MARCH 29 — I can’t go online anymore without the internet either showing me gruesome AI-generated or doctored images, and someone linking multiple AI apps that will “change your life”.
One man boasted about using AI to illustrate and write a terrible children’s book, which he then proceeded to sell on Amazon.
Is this our future? People jealous of those who learned to, you know, draw, paint, take photos are now getting to skip decades of learning their craft to get AI to do things by crafting prompts.
There are even professional prompt generators who sell their services because they apparently know the right combination of words to get a specific result in whatever AI tool they’re using.
Specific words strung together? I guess we can’t fault people for getting excited about what looks like the modern version of magic minus witchy hats and cauldrons.
Still, it demonstrates the disdain and lack of understanding or craftsmanship and why the best things take training and experience.
The way AI learns to do art is by copying and reverse engineering images to try and deliver similar results.
For the purpose of experimentation I tried using AI to write my profile as well as draft this week’s column.
The results were rather disappointing.
My profile read as though it was written with zero care to accuracy, like it was slapped together by an overeager PR intern and funnily enough it even plagiarised profiles I had written.
It was truly odd reading the written output of a machine that had basically “stolen” my work.
What the AI copy didn’t have was my snark and fondness for crafted metaphors.
I have been told that I have a way of making people feel things and the only thing I felt reading what chatGPT had made for me was disdain.
Some organisations have used AI to replace actual staff and I rather doubt it would work as well here, at least until it understood local sensitivities and nuances.
It’s such a waste to be honest. AI could have been used to improve quality of life and make it so workers everywhere could get more done in a shorter time, and be home for dinner.
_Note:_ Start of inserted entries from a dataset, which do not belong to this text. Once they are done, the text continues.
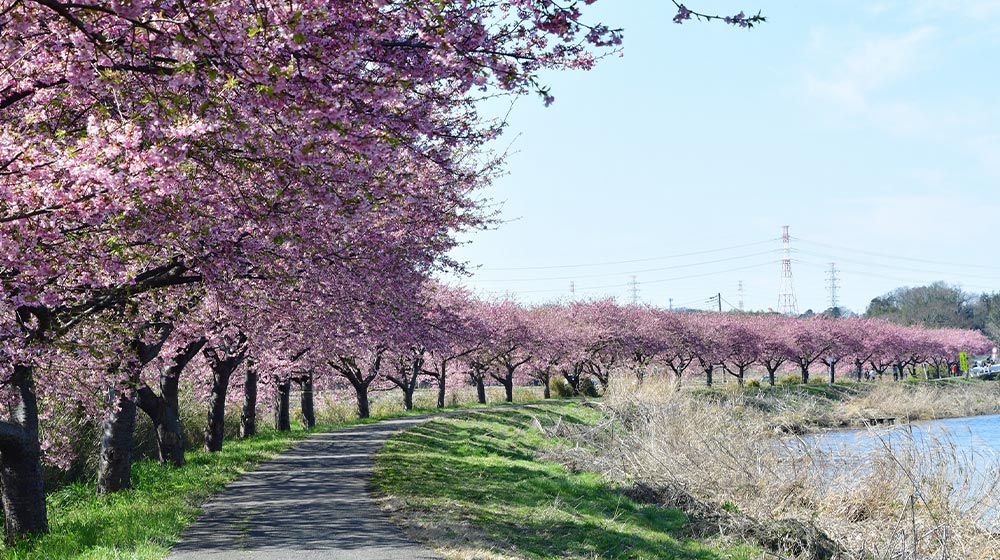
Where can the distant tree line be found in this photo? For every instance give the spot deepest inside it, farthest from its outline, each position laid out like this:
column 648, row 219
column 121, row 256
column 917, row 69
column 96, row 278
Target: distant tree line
column 939, row 305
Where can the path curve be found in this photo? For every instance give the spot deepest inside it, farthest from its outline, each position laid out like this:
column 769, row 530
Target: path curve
column 309, row 502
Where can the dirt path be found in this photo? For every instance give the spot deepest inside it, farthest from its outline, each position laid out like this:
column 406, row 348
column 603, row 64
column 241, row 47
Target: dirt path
column 309, row 502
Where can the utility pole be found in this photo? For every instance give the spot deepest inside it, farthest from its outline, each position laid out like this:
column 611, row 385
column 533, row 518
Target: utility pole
column 832, row 284
column 787, row 304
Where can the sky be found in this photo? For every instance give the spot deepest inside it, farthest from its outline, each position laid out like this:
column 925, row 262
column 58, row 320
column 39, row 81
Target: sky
column 870, row 129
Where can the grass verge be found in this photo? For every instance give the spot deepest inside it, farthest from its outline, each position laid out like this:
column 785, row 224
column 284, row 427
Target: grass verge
column 473, row 488
column 146, row 520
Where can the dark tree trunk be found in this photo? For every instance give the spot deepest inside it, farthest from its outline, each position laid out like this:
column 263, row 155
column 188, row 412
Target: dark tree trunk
column 216, row 427
column 282, row 415
column 480, row 390
column 248, row 417
column 442, row 384
column 574, row 377
column 21, row 489
column 364, row 410
column 166, row 421
column 235, row 352
column 114, row 469
column 771, row 370
column 164, row 409
column 306, row 400
column 508, row 386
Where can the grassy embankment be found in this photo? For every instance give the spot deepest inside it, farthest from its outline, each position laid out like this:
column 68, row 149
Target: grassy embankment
column 143, row 522
column 474, row 487
column 525, row 484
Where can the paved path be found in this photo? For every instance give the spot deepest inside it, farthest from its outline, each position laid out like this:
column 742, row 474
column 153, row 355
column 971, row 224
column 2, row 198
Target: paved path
column 309, row 502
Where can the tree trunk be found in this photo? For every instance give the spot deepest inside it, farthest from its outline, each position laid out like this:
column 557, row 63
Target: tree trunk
column 364, row 410
column 216, row 427
column 20, row 464
column 282, row 415
column 115, row 466
column 306, row 400
column 480, row 390
column 164, row 409
column 166, row 421
column 441, row 388
column 248, row 417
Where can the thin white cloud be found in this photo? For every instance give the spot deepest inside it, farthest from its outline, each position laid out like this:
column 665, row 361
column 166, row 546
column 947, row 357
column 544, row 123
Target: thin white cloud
column 857, row 72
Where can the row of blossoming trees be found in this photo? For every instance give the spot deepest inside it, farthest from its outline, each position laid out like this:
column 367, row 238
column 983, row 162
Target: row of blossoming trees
column 230, row 182
column 240, row 197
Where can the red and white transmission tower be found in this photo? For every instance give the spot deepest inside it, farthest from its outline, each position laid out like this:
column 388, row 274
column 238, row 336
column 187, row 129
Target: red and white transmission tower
column 787, row 305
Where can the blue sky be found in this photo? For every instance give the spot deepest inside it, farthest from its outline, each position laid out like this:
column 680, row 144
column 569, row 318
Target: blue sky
column 871, row 129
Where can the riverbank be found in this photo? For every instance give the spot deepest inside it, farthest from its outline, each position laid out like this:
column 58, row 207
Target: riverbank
column 651, row 472
column 800, row 409
column 473, row 487
column 732, row 450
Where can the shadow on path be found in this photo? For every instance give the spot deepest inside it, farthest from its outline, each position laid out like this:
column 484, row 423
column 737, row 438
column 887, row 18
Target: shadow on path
column 309, row 502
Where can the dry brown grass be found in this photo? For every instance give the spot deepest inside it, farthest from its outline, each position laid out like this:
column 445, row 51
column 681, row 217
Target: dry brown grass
column 907, row 498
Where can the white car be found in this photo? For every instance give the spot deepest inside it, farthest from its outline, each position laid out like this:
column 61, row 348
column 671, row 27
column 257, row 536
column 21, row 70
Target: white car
column 983, row 368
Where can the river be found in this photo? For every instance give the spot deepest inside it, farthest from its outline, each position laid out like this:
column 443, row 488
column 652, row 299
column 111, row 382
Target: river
column 965, row 450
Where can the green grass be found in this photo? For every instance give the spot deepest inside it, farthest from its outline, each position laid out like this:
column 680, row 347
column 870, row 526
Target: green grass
column 144, row 521
column 480, row 472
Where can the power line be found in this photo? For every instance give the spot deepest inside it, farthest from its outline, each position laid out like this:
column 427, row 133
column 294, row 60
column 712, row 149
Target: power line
column 633, row 272
column 889, row 266
column 896, row 257
column 658, row 281
column 649, row 259
column 832, row 284
column 903, row 281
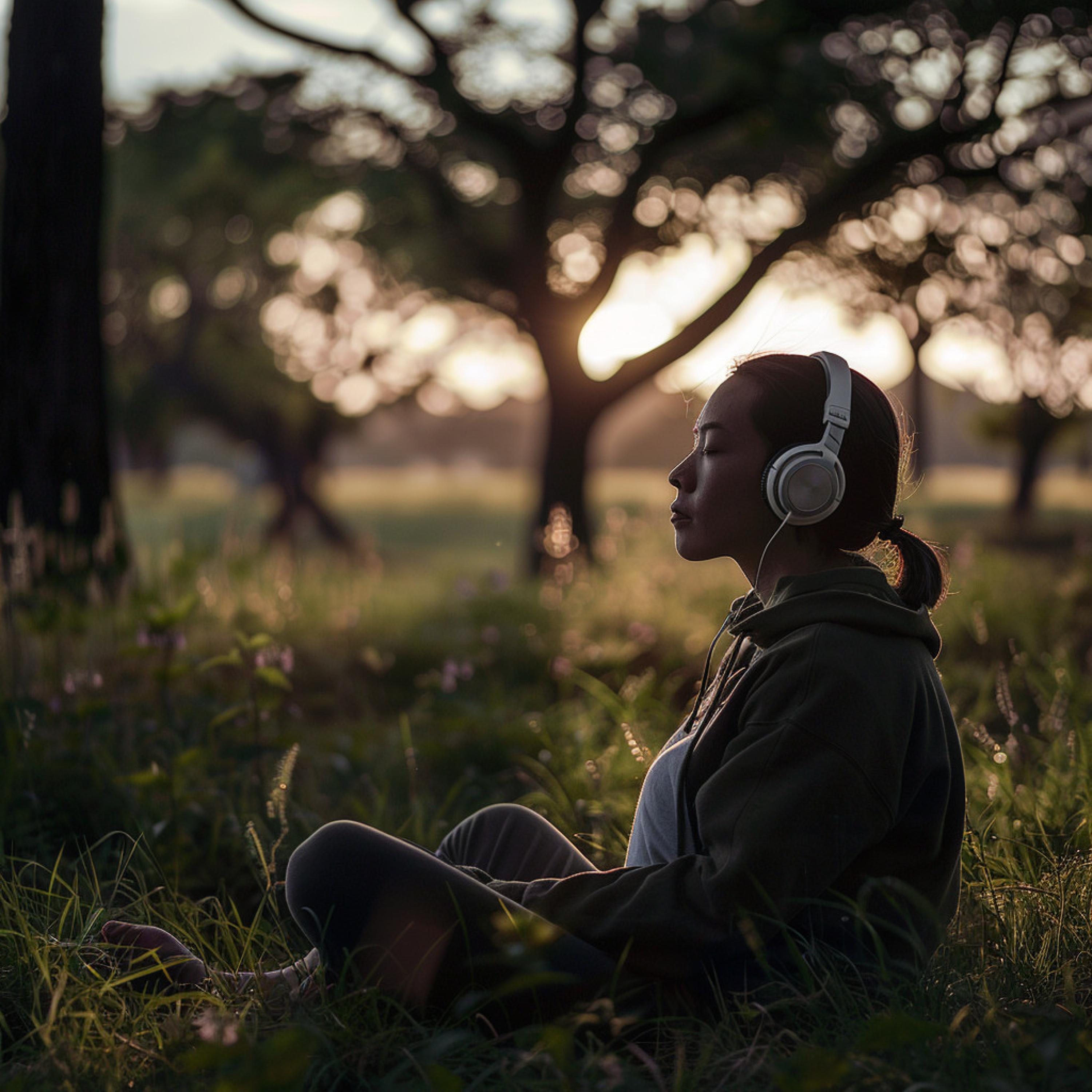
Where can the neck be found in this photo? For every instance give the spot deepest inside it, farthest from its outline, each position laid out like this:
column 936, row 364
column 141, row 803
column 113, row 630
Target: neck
column 793, row 565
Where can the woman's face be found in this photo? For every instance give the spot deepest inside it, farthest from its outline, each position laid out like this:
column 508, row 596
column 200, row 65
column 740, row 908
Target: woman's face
column 720, row 510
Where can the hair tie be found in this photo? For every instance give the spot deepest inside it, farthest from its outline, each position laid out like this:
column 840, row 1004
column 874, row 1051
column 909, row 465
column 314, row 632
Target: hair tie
column 887, row 532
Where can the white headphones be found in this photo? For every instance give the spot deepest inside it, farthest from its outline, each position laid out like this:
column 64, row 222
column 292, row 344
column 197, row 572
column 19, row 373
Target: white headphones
column 805, row 483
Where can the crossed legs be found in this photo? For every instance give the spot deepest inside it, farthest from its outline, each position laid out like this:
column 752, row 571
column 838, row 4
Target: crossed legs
column 419, row 927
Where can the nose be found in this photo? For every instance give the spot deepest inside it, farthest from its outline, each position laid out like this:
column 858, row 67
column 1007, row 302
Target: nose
column 677, row 475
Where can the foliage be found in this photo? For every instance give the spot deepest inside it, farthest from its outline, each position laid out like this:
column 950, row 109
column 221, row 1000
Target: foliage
column 158, row 767
column 563, row 149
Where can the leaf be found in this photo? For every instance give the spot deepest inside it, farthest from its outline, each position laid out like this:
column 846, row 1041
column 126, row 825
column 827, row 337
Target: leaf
column 889, row 1031
column 273, row 676
column 229, row 715
column 145, row 778
column 229, row 660
column 442, row 1079
column 160, row 620
column 812, row 1069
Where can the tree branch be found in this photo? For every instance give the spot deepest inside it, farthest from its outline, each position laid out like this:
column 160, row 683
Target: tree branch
column 244, row 8
column 855, row 189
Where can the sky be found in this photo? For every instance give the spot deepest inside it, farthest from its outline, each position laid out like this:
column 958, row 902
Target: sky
column 189, row 44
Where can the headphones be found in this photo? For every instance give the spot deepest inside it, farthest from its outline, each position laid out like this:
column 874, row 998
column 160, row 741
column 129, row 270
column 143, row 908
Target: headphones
column 805, row 483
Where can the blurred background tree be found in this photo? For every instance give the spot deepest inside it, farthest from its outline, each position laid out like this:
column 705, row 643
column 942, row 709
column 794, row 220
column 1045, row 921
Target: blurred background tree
column 456, row 220
column 567, row 138
column 55, row 464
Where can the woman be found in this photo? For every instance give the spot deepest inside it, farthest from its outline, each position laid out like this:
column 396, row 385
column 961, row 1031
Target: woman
column 816, row 792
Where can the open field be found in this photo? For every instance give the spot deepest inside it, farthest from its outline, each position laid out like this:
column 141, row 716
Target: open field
column 142, row 763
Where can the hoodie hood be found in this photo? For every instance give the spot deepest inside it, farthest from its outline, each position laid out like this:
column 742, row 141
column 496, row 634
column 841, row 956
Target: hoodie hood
column 858, row 596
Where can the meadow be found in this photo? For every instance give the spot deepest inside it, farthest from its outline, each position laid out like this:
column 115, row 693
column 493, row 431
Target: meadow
column 165, row 748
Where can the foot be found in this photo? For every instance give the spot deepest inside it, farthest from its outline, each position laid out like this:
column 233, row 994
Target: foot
column 167, row 961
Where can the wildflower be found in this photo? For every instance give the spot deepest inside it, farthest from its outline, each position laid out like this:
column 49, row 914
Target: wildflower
column 562, row 668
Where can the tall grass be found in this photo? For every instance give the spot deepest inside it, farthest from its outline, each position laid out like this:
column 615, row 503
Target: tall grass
column 164, row 753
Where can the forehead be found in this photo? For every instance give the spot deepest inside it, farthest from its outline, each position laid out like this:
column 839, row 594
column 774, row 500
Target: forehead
column 729, row 405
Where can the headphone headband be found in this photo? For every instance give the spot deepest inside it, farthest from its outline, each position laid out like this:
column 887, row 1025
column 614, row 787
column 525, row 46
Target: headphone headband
column 804, row 484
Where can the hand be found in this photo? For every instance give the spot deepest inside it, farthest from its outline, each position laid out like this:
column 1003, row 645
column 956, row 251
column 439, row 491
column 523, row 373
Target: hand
column 166, row 959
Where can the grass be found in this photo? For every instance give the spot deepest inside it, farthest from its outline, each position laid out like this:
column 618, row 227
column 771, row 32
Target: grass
column 145, row 744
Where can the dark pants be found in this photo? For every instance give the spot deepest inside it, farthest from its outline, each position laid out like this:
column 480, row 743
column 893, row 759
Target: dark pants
column 414, row 925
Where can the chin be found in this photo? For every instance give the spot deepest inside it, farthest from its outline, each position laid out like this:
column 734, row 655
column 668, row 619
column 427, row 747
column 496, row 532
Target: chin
column 692, row 552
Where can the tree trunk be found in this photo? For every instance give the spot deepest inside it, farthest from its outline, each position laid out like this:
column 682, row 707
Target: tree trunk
column 1036, row 427
column 563, row 523
column 920, row 412
column 54, row 445
column 293, row 476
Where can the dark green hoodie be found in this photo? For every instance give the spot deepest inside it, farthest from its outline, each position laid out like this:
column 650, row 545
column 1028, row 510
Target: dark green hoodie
column 830, row 770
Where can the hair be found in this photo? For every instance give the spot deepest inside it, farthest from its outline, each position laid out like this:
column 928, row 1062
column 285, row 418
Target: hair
column 875, row 456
Instead the doyens of capitalism are chomping at the bit, while shareholders are exultant at the thought of higher share prices because there are few things that get stocks rising as quickly as the announcement of reduced headcount.
Like cryptos, NFTs and the metaverse, I think we should soon see the inevitable rise and fall of the AI trend.

AI should be about making lives better — wouldn’t it be amazing if we get AI to clear minefields, extract minerals, clean out sewers and save lives by ensuring no one has to do dangerous jobs?
Instead capitalist ghouls are gleeful about replacing artists, writers and programmers, thinking a non-sentient piece of code can do work that needs not just skill and experience, but often a flash of brilliance.
Machines are only as smart as their makers. As humans are flawed, so will machines be.
I have faith in the long run that common sense will prevail and those who were pushed out of the job market by AI, will find other ways to implement skills.
Unlike machines, humans have a capacity for resilience and creativity and an ability for uniqueness that machines can only copy.
Genius created machines, but machines are not capable of ingenuity.
Let us not surrender to the machine overlords but instead learn to harness them. Yet we cannot keep enduring a world where those unable to learn technology are left in the cold.
Tech must be for us, not against us and we must fight against those who have used it to create a new divide — between those who are tech savvy and those who are not.
* This is the personal opinion of the columnist.